His Pa nodded, turned and looked across at his sleeping wife.

"We been married a lot of years," he said thoughtfully. "I don't reckon I know how to behave with her laid up."

"Yes, sir," Linn agreed quietly.


Willamina ran up the white flag and accepted the pain pill.

"Do you know how much these go for on the street, just one pill?"

Richard shook his head.

"A buddy of mine is State Police. He said one of these little jewels is twenty bucks."

Richard whistled.

"Think what that bottle would bring."

Richard nodded.

"That's how a lot of Grandma's meds end up on the street. Either Grandma gets short on cash and sells 'em, or their grand kids steal 'em."
"How long before the pain stops?"

"P.O. meds take on average a half hour before they start to work. As far as how long until the pain stops, don't know."

"Will one be enough?"

"I've got some stuff that would intoxicate a volcano," Willamina said darkly. "If this doesn't work I'll help it a little."

Richard wisely refrained from comment.

He'd picked her up and packed her to bed, he'd helped her undress and he'd managed (somehow) to get her flannel nightie on her without causing too much more pain.

He considered that whatever he did, caused her pain, and anything he did wouldn't make it any worse

Willamina wasn't about to tell him he was right.

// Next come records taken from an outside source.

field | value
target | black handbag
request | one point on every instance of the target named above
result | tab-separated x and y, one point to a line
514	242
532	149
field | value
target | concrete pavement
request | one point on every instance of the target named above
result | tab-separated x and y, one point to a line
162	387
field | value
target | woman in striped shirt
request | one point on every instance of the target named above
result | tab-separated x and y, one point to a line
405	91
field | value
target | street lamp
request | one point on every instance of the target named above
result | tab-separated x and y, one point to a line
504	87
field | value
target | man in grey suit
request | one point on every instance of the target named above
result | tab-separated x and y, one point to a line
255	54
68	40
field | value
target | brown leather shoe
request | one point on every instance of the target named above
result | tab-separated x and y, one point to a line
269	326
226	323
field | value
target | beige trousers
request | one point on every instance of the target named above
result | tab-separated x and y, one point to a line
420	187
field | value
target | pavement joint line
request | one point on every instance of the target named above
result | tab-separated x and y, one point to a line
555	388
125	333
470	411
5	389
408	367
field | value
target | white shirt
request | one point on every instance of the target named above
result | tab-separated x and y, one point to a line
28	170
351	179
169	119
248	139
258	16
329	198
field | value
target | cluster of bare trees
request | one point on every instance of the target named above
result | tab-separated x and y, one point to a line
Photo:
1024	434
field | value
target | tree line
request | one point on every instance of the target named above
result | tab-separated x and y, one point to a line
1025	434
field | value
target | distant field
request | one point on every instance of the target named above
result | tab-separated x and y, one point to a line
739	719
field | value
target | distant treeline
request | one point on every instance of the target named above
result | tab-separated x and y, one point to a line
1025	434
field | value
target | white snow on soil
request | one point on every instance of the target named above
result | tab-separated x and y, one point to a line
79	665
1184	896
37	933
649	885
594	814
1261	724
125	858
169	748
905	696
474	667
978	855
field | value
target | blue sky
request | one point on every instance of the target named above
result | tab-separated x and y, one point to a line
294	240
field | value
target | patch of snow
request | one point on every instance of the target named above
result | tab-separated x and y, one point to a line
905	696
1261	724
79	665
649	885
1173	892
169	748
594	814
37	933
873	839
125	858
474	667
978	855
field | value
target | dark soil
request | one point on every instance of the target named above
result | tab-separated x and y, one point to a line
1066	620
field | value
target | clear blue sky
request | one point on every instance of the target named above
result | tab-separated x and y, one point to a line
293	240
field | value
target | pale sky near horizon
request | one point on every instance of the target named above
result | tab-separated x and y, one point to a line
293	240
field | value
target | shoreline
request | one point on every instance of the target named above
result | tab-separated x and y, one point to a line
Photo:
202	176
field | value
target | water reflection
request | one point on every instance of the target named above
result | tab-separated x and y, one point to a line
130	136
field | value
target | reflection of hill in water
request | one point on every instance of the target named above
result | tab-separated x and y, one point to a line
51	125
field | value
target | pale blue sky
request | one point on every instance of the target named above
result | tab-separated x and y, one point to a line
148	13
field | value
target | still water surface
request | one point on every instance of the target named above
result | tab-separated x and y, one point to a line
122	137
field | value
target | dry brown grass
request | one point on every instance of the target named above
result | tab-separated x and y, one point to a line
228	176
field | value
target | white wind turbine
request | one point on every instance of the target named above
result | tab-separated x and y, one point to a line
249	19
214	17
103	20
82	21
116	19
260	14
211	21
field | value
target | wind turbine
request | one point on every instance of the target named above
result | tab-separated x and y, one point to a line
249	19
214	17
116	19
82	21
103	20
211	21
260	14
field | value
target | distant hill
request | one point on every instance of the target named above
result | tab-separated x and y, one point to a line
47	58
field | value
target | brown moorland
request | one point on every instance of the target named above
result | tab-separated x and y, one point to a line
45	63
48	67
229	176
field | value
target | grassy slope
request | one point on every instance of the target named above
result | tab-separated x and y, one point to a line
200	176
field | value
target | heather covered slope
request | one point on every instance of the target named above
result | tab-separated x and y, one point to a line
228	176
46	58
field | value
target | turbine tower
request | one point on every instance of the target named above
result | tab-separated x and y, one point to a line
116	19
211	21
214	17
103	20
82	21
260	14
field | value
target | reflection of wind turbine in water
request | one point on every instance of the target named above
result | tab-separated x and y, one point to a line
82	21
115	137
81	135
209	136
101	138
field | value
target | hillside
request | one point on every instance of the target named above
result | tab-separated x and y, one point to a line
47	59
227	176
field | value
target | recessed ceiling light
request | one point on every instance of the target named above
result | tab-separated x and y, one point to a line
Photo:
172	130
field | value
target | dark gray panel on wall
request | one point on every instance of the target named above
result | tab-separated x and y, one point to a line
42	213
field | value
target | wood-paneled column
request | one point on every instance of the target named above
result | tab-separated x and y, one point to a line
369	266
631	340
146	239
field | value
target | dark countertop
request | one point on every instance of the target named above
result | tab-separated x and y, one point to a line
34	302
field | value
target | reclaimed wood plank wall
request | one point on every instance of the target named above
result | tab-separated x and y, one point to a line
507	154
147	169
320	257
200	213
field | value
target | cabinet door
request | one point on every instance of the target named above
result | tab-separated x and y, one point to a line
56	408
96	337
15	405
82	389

She snarled and growled about slow healing bones, about poor repairs, about having probably just pulled healing ribs apart and she would have big ugly calcium knots where she'd re-injured herself and she'd probably have to get get some liquid Soul Saver from under the cupboard and this damned cheap made medication isn't doing squat.

The nartcotic levels rose in her system and the pain quietly crept away between complaints, and Willamina stopped, suddenly realizing ... it didn't hurt now.

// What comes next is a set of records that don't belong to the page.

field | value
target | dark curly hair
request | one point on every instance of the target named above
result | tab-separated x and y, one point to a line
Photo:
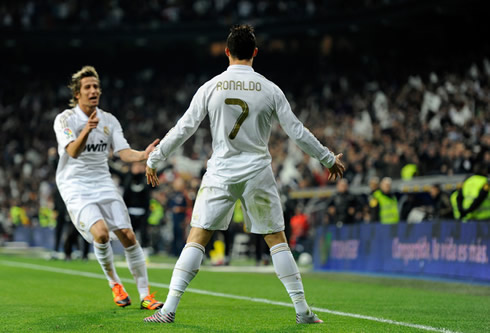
241	41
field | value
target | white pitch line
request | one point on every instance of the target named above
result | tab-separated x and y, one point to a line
216	294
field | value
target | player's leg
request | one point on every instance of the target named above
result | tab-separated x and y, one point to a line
288	273
105	257
118	221
185	270
212	211
263	214
103	251
137	266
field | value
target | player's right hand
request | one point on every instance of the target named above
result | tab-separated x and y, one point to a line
337	170
92	121
152	177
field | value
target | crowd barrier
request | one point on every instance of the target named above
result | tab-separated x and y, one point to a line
448	249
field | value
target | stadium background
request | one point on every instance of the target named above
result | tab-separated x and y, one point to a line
339	63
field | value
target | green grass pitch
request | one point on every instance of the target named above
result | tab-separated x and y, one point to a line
38	295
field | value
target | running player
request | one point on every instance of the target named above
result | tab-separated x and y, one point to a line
86	135
240	104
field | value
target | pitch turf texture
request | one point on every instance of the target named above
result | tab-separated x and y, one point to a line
38	295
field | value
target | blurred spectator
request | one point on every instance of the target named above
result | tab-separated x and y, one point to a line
472	201
384	204
346	205
156	220
136	195
178	205
441	204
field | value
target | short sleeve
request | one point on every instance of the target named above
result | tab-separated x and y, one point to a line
119	142
64	131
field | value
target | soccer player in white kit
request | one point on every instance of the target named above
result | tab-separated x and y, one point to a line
240	104
86	135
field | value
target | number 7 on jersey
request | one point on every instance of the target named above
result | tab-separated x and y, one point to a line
241	118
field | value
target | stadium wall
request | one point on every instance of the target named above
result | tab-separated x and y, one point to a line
446	249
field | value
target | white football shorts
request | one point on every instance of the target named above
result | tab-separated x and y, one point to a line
260	199
84	212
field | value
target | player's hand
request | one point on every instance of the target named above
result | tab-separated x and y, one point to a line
150	148
151	177
337	170
92	121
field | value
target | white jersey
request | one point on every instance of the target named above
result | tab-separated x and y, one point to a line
241	105
89	172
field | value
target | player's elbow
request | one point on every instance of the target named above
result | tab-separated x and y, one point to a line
73	152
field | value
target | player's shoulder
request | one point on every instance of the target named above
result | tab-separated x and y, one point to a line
65	115
107	115
267	83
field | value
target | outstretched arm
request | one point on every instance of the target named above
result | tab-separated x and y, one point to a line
295	129
75	148
337	170
130	155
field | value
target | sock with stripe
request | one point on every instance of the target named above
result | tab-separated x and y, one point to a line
288	272
185	270
105	257
137	266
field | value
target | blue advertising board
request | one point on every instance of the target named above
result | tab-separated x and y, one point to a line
444	249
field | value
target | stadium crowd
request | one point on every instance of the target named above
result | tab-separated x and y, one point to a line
53	14
437	124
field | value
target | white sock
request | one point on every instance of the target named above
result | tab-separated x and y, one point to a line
103	253
137	266
185	269
288	273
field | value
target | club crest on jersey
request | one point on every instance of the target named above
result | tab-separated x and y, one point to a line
96	147
68	133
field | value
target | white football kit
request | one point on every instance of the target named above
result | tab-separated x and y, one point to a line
85	182
241	105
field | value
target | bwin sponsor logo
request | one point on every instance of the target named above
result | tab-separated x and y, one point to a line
102	146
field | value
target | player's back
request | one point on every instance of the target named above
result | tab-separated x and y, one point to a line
240	106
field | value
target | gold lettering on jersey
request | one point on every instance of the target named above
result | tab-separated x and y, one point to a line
238	85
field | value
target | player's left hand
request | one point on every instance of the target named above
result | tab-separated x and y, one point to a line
151	177
337	170
150	148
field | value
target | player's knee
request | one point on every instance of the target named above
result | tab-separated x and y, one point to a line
102	238
100	232
126	236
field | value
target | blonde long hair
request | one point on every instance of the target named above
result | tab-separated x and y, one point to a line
76	79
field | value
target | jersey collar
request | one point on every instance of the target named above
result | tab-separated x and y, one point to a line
240	68
79	110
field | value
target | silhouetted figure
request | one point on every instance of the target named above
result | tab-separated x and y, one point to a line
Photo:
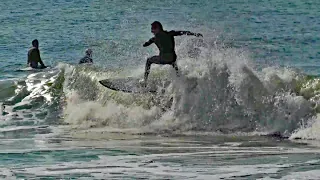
34	56
87	58
166	45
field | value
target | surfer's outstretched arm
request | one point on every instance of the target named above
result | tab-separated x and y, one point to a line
188	33
148	43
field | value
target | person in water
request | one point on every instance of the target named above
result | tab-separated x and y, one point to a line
164	40
34	56
87	58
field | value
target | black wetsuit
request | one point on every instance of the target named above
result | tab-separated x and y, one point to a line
166	45
86	59
34	58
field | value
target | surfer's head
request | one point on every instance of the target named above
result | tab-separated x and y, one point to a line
35	43
156	27
89	52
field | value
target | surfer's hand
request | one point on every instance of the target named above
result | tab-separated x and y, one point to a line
198	35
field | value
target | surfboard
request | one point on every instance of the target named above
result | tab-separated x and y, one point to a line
32	69
129	85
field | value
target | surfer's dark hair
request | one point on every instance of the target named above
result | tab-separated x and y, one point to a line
157	24
35	42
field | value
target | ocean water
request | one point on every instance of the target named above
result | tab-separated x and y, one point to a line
246	105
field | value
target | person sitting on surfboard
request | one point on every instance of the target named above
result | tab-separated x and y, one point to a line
34	56
87	58
166	45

Not long after that she, too, was asleep, and helped by the refined extract of the opium poppy, compounded in a Plaster of Paris pill, she dreamed.

She dreamed she was sitting in her own office, and a pale-eyed young woman with a cynical twist to her lips, a pale-eyed young woman who looked much like the face Willamina saw in the mirror every morning, sat across from her.

"Well, sister?" Sarah McKenna asked, raising a knowing eyebrow. "How did your exercise go?"

"Exercise," Willamina growled, and in the dream her voice was normal and her chest felt fine.


She barked a sharp laugh.

"You and your bright ideas!"

Sarah shook her head sadly, tugged at her black vest, ran her fingers up the made-fast shirt front to make sure it was fast up.

"Sorry I asked."

"I haven't hurt like that in a very long time," Willamina wheezed, arms folded protectively over her dully aching chest.

"You and my father," Sarah nodded. "He said that same thing."

Willamina shot her a sharp look. "His ribs? From the cannon blowing up?"

Sarah nodded, looking thoughtful.

"You weren't born yet, how do you know?"

Sarah smiled quietly. "I was an investigator, remember? I found it out." She tilted her head a little, frowned.

"Why don't you try to sleep. Shakespeare wrote that it is a great healer."

"Yeah," Willamina gasped

She did not wonder when she shivered and she was in her own bed and laying on her side.

A dream, she thought, and relaxed, and let the submarine of her consciousness slide into the deeper levels of the dark lake of slumber.